“Planet Earth is big enough for the two countries to succeed,” said Xi Jinping, China’s president, as he met his US counterpart Joe Biden in San Francisco. It was one of several upbeat messages between the US and Chinese leaders as they made their clearest bid to stabilise ties since a bitter trade war erupted in 2018. Though it remains tentative, the indications are that the two men achieved at least the beginnings of a “reset” in relations that have slumped to their lowest ebb in 40 years.
More than four hours of talks delivered some key agreements. Most significant was China’s undertaking to reopen military-to-military communications channels that it shut down after the then US House Speaker Nancy Pelosi visited Taiwan in August 2022. Beijing said it would curb the export of chemicals used to make fentanyl, the potent synthetic opioid that has been linked to hundreds of thousands of deaths in the US.

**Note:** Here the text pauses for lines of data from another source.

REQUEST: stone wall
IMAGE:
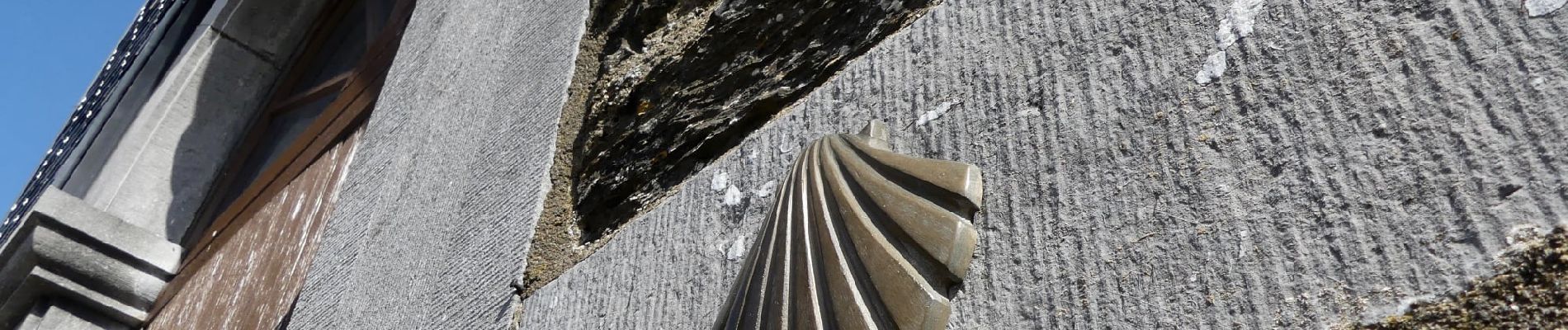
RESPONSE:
[289,0,587,328]
[521,0,1568,328]
[290,0,1568,328]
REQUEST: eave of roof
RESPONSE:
[0,0,188,241]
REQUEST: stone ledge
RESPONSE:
[0,187,181,327]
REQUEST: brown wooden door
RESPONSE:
[148,0,413,328]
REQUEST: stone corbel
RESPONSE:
[0,187,181,328]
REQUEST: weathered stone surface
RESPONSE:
[522,0,1568,328]
[82,30,277,243]
[289,0,587,328]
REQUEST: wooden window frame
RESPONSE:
[148,0,416,321]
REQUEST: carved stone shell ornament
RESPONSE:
[714,120,981,328]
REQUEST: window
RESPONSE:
[148,0,413,328]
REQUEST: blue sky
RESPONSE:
[0,0,143,203]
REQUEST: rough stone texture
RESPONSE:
[522,0,934,294]
[1361,229,1568,330]
[522,0,1568,328]
[289,0,587,328]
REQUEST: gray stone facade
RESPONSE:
[0,0,1568,328]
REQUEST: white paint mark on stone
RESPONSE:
[914,100,960,125]
[1197,50,1225,84]
[725,186,746,206]
[1524,0,1568,17]
[1193,0,1263,84]
[707,171,730,191]
[725,236,746,262]
[751,180,779,199]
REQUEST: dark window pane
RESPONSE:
[218,92,338,210]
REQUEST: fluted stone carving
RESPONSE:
[715,120,981,328]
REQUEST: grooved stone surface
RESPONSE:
[289,0,587,328]
[523,0,1568,328]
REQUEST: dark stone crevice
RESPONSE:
[522,0,937,294]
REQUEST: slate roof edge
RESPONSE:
[0,0,210,241]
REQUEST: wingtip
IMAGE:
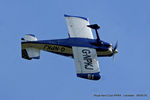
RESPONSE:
[64,14,88,21]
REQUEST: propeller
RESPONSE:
[112,41,118,60]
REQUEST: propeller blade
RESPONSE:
[112,41,118,61]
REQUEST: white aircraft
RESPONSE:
[21,15,118,80]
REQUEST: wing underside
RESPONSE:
[65,15,100,80]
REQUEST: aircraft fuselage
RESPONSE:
[22,38,115,57]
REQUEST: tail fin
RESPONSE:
[22,34,40,60]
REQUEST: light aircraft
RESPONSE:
[21,15,118,80]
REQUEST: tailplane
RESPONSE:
[21,34,40,60]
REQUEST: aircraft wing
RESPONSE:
[65,15,100,80]
[64,15,93,39]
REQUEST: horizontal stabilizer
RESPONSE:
[22,34,40,60]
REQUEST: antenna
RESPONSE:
[87,24,100,41]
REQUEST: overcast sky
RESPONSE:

There were signs of efforts, too, to reduce tensions over Taiwan. Xi is said to have voiced some “exasperation” over suggestions by US officials that China might use military action as early as 2027 to reunify the self-governing island with the mainland — and to have said there were no such plans. While Chinese officials have been unsettled by remarks by Biden that he would order the US military to defend Taiwan from a Chinese attack, the US president pointedly sidestepped post-meeting questions over whether he stood by those statements.